For a long time it seemed like the Internet would be a place where users would view TV shows in short snippets of time - two to five minute increments. BMW Motors' featurette films would be all the rage. Future regular TV programming would follow the short-attention span type of theater.
Now it seems some research is proving this early theory somewhat wrong. Users have no problem watching sporting events for an hour or more on their computer screens. Research has shown that viewers of Telemundo eagerly watch 20 minute video synopses of their Spanish-language telenovela soap operas.
In this environment, Scripps Networks will start up an all-video Internet site that'll use programming from its Food Network, Fine Living, HGTV and DIY Network networks. Full-length programming and clips will be on this site.
Much of this push has to do with better broadband connections. Of course, all this is good news for advertisers. They can now follow customers no matter where they go.

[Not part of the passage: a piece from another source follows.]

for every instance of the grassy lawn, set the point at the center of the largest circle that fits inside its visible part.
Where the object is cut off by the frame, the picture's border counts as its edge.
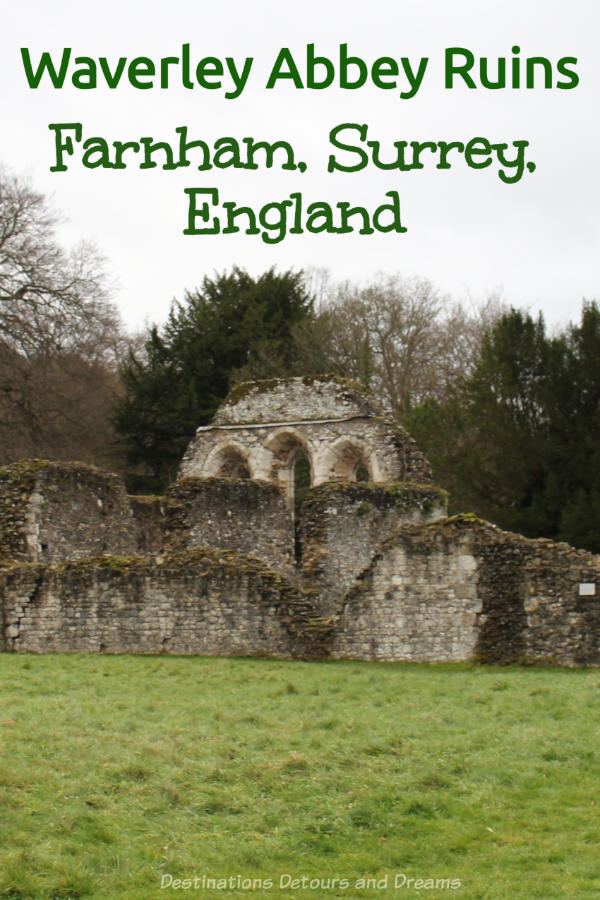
(116, 772)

Television programmers are indeed more Internet hip-conscious. Perhaps quick hitting, short-segment MTV programming or that on Fuel, a young-skewing, relatively new cable network, has felt the rub of the Internet. But even then those cable network shows still come in standard blocks of time - and they start promptly at 3 p.m., 7 p.m. or 1 a.m.
The growth of VOD might change those dimensions to irregular shapes. In the United Kingdom and other parts of the world this is already in force -- programs can be 47 minutes long, ending at 9:47 p.m.
The premise in a New York Times story today suggests the hip Internet then really isn't influencing TV by this account. Rather it's the other way around. Users still like their entertainment in 30-minute or hour-long increments - at least that's what they are trained for. That is until the Internet trains them for something else.